Steve Lehman earned an undergraduate degree and, from 2000 to 2002, a master’s degree in composition at Wesleyan University, where he studied with Anthony Braxton, Jay Hoggard, and Alvin Lucier. At the same time, he took lessons from Jackie McLean at the Hartt School. In 2012, he received a doctorate with distinction in musical composition from Columbia University under the direction of Tristan Murail, George Lewis, Fabien Lévy, and Fred Lerdahl. The Fulbright Program allowed him to move to France for the academic year 2002-2003, during which time he undertook research on the reception of experimental Afro-American composers working in France in the 1970s. He was awarded the Doris Duke Artist Award in 2014 and a Guggenheim fellowship in 2015.

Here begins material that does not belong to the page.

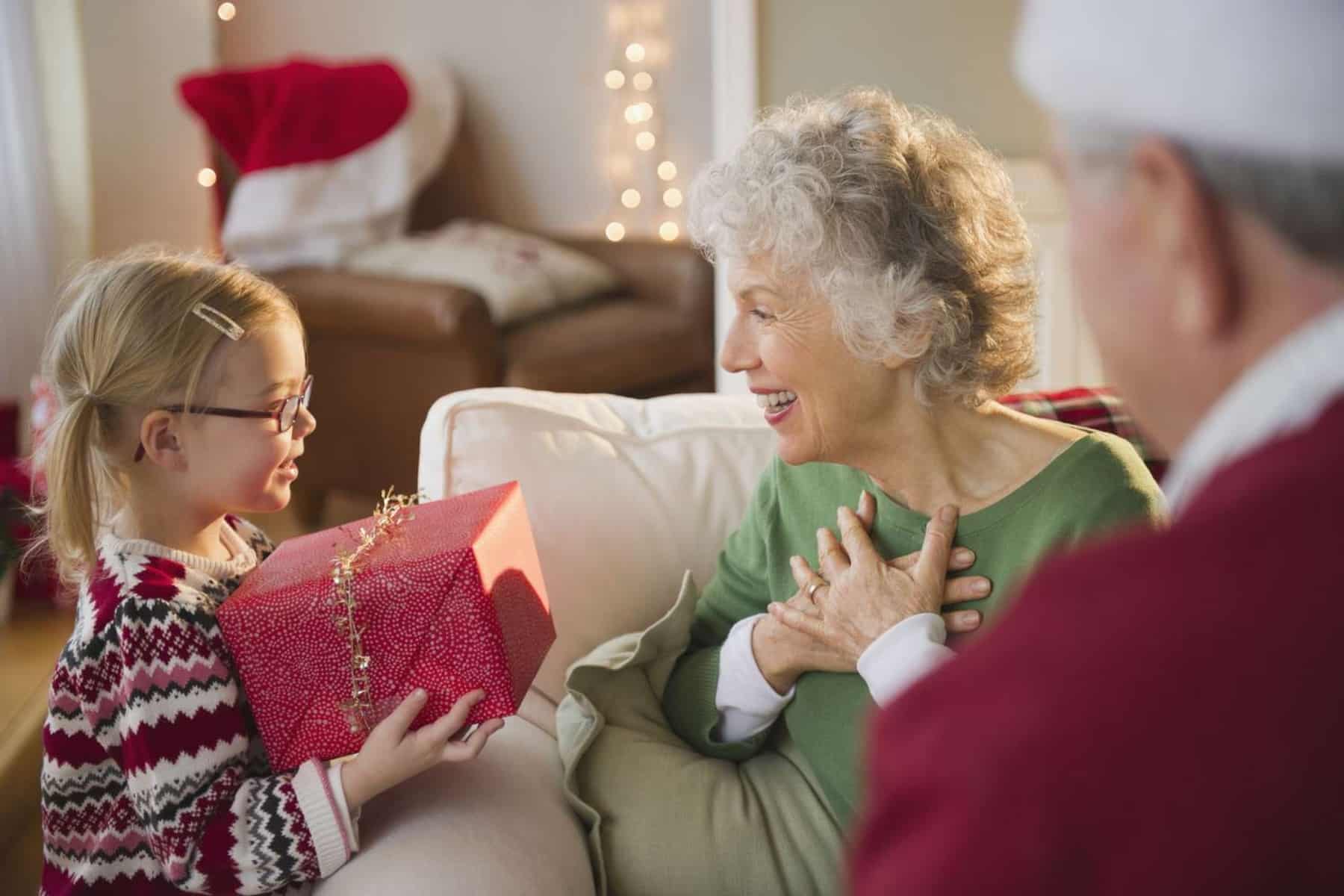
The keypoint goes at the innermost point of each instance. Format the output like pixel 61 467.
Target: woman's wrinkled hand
pixel 784 652
pixel 859 597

As an alto saxophonist, Lehman has worked in jazz and avant-garde music. The scope of his musical influences has allowed him to build bridges between jazz, hip-hop, neo soul, Senegalese rap, and the most abstract electronic music. For example, he produced a rearrangement of a track by electronic music duo Autechre for the album The People I Love. His recent work in electronic music has focused on the development of computer-driven improvisation models based on the Max/MSP programming environment.
Lehman has played all around the world, accompanied by his own ensembles, as well as those directed by Anthony Braxton, Vijay Iyer, Bennie Maupin, Jason Moran, Georgia-Anne Muldrow, George Lewis, Meshell Ndegeocello, and HPrizm from Antipop Consortium, among others.
His pieces for large orchestra and chamber ensembles have been performed by the International Contemporary Ensemble, So Percussion, the American Composers Orchestra, JACK Quartet, the PRISM Saxophone Quartet, and the TALEA Ensemble.
Lehman is also a teacher. He has published articles and given conferences on a range of subjects, such as jazz pedagogy and rhythm cognition. His current work draws on the intersecting histories of spectral composition and jazz improvisation. He has taught undergraduate lessons at Wesleyan University, the Conservatoire de Paris, New School University, and Columbia University. He has given conferences at Amherst College, UC Berkeley, Berklee School of Music, Banff Centre, the Royal Academy of Music in London, and IRCAM, where he was a research fellow in 2011.
He is currently a professor of music at California Institute of the Arts and resides in Los Angeles.